2- Khuntsâ Ghair Musykil, yaitu orang yang mempunyai dua kelamin ganda, tetapi secara definitif jelas. Jika yang berfungsi kelamin laki-laki, maka dia dihukumi laki-laki. Tetapi, jika yang berfungsi kelamin perempuan, maka dia pun dihukumi perempuan.
Dari sini jelas, bahwa Khuntsâ Musykil ini mempunyai ciri-ciri laki-laki atau perempuan, dan tidak diketahui apakah dia laki-laki atau perempuan. Khuntsâ Musykil ini, sebagaimana yang telah dijelaskan di atas, bisa dikategorikan menjadi dua: Pertama, mempunyai kelamin ganda, dan keduanya sama-sama berfungsi. Kedua, tidak mempunyai kelamin sama sekali, tetapi mempunyai jalur lain untuk membuang air.
Jumhur fuqaha’ berpendapat, jika Khuntsâ Musykil ini kencing sebelum baligh dari kelamin laki-laki, maka dia dihukumi laki-laki. Jika dia kencing melalui kemaluan perempuan, maka disebut perempuan. Namun, setelah baligh, kondisinya tampak dengan salah satu ciri yang menonjol. Jika dia keluar jenggot, mengeluarkan sperma melalui testis, atau bisa menghamili perempuan, maka dia dihukumi laki-laki. Begitu juga ketika tampak ciri-ciri keberaniannya, sikap kesatria dan sabar menghadapi musuh, maka ini menjadi indikasi kejantanannya, sebagaimana yang disebutkan oleh Imam as-Suyuthi, menukil dari pendapat Imam al-Isnawi.

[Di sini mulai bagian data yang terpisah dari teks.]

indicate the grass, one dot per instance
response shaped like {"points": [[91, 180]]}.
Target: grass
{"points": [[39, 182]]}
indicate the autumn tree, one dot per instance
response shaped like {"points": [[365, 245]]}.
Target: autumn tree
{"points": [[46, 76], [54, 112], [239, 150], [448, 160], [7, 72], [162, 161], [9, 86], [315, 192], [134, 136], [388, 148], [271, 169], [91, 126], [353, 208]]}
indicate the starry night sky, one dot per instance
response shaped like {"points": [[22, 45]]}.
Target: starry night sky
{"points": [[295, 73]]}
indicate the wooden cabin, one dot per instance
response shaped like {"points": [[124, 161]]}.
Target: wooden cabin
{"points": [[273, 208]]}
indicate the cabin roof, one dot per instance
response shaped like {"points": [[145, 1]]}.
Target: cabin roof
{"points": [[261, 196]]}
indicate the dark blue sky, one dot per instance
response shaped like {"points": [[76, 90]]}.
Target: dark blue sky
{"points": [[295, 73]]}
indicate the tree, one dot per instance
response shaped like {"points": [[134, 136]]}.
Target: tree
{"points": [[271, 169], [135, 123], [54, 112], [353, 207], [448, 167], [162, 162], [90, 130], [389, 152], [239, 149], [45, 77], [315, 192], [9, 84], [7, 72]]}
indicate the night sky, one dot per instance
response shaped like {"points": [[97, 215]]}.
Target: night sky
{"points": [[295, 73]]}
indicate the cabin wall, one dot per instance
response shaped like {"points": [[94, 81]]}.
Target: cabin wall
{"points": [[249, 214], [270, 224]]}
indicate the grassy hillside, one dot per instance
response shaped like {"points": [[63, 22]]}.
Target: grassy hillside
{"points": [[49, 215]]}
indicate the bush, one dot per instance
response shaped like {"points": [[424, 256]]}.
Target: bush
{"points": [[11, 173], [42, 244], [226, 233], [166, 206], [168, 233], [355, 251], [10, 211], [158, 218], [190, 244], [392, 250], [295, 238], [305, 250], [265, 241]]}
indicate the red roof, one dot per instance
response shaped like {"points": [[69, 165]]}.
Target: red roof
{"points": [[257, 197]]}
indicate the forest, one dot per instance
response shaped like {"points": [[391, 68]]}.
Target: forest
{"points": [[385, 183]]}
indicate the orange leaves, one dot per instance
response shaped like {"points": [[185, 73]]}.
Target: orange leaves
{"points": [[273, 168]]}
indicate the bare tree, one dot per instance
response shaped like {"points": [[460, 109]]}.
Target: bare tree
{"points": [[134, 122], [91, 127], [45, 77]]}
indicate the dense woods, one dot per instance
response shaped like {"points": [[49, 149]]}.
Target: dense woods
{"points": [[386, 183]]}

Namun, jika dia mempunyai embing susu, dan bisa mengeluarkan air susu, menstruasi, atau bisa disetubuhi, maka dia jelas perempuan. Begitu juga hamil, melahirkan adalah bukti yang nyata, bahwa dia perempuan. Begitu juga tampak dari kecenderungan seksualnya. Misalnya, jika dia menyukai laki-laki, maka dia dihukumi perempuan. Sebaliknya, jika dia menyukai perempuan, maka dia dihukumi laki-laki. Maka, Imam as-Suyuthi menjelaskan, “Istilah Khuntsa dalam fiqih digunakan dengan konotasi Khuntsa Musykil.”
Ibn Qudamah, rahimahu-Llah, berkata:
ولا يخلو الخنثى من أن يكون مشكلاً، أو غير مشكل: فإن لم يكن مشكلاً، بأن تظهر فيه علامات الرجال: فهو رجل له أحكام الرجال، أو تظهر فيه علامات النساء: فهو امرأة له أحكامهن، وإن كان مشكلاً فلم تظهر فيه علامات الرجال ولا النساء: فاختلف أصحابنا في نكاحه، فذكر الخرقي أنه يرجع إلى قوله، فإن ذكر أنه رجل، وأنه يميل طبعه إلى نكاح النساء: فله نكاحهن، وإن ذكر أنه امرأة يميل طبعه إلى الرجال: زوِّج رجلاً؛ لأنه معنى لا يتوصل إليه إلا من جهته، وليس فيه إيجاب حق على غيره، فقُبل قوله فيه كما يقبل قول المرأة في حيضها، وعدتها، وقد يَعرف نفسه يميل طبعه إلى أحد الصنفين، وشهوته له؛ فإن الله تعالى أجرى العادة في الحيوانات بميل الذكر إلى الأنثى، وميلها إليه، وهذا الميل أمر في النفس والشهوة لا يطلع عليه غيره، وقد تعذرت علينا معرفة علاماته الظاهرة، فرُجع فيه إلى الأمور الباطنة فيما يختص هو بحكم.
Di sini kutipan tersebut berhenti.